After Amazon and Google both cut prices for some cloud infrastructure services early last week, Microsoft jumped on the bandwagon and lowered Windows Azure rates.
While the cuts aren't directly comparable because of variations in the way each company structures its cloud offerings, the timing reinforces the premise that cloud infrastructure costs are plunging. That, in turn, drags down competitors' prices across the board. And the race is on to pass at least some of those savings on to customers.
Thursday, in a "me too" move, Microsoft said it had cut rates for both pay-as-you-go storage in Windows Azure as well as for customers that choose to pay for storage on six-month contracts.
Additionally, the software giant slashed the price for an Extra Small Compute instance by half -- from $0.04 to $0.02 per hour, said Steven Martin, general manager of Windows Azure business strategy and planning, in a blog post.
"The price cuts were aimed at two major Windows Azure market segments,” said Roger Jennings, a Windows Azure MVP and developer. “Users new to Windows Azure or using it to host a website or blog on Extra Small Compute instances, and enterprises who are ready to pony up in advance can take advantage of commitments to six-month plans."
The reduction in pay-as-you-go storage prices is basically meeting competition for what’s quickly becoming a commodity.
Roger Jennings, Windows Azure MVP and developer
Last Monday, Amazon reduced rates for Elastic Compute Cloud (EC2), as well as Amazon Relational Database Service (RDS), Amazon ElastiCache and Amazon Elastic MapReduce. It was the nineteenth Amazon Web Services (AWS) pricing cut in six years, Amazon officials said.

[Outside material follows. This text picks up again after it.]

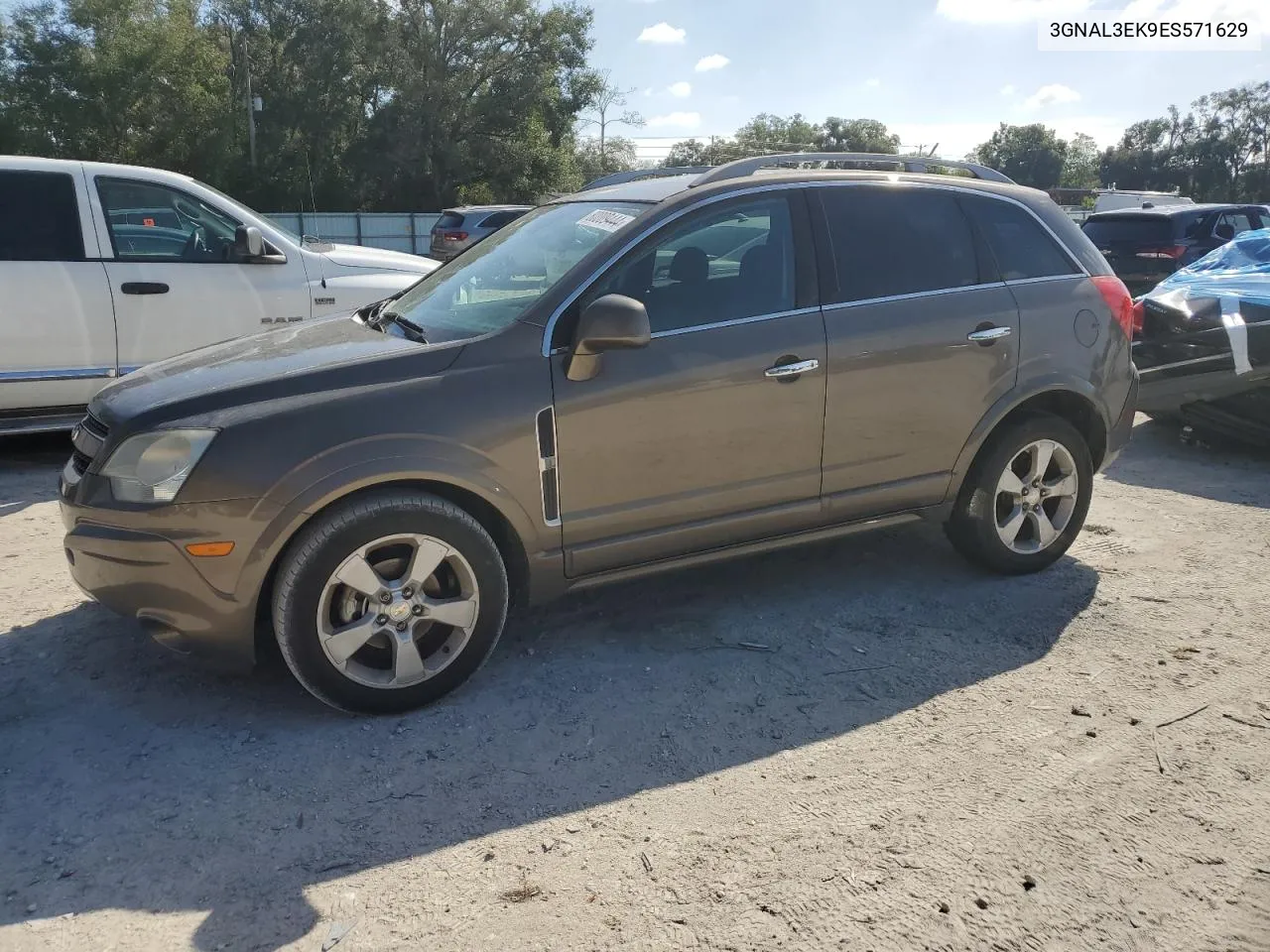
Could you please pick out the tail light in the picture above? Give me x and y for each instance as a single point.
(1119, 299)
(1171, 252)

As a partial comparison, a small Amazon-hosted website that cost $876 per year using pay-as-you-go on-demand pricing in 2006 would cost $250 per year today if the customer converted to a year or three-year contract. A "micro" Amazon EC2 instance with pay-as-you-go pricing currently costs $0.020 per hour, running on Linux or Unix, or $0.030 running on Windows.
Tuesday, Google cut pricing for Google Cloud Storage, retroactive to March 1. The starting rate for customers storing less than a terabyte is now $0.12 per gigabyte, down a penny from the previous rate of $0.13. Cuts vary from 7.69% at the low end to 15% off -- a decrease from $0.10 per gigabyte to $0.085 -- to store between 100 and 500TB.
Microsoft, meanwhile, cut Azure's pay-as-you-go storage rate to $0.125 per gigabyte, a 12% drop from the previous rate of $0.14. Customers who pay for cloud storage on a six-month-contract basis see a reduction of 14%, Martin added.
Prices notwithstanding, Microsoft's Martin argues that value-added features differentiate Azure's services. For instance, he emphasized data protection features in Azure.
"While the reduced price ... provides cost benefits, geo-replication differentiates Windows Azure Storage from other services in market," Martin added.
Though these vendors say the price cuts are unrelated, industry watchers say the timing of these three announcements is more than coincidence. "The reduction in pay-as-you-go storage prices is basically meeting competition for what’s quickly becoming a commodity," Jennings said.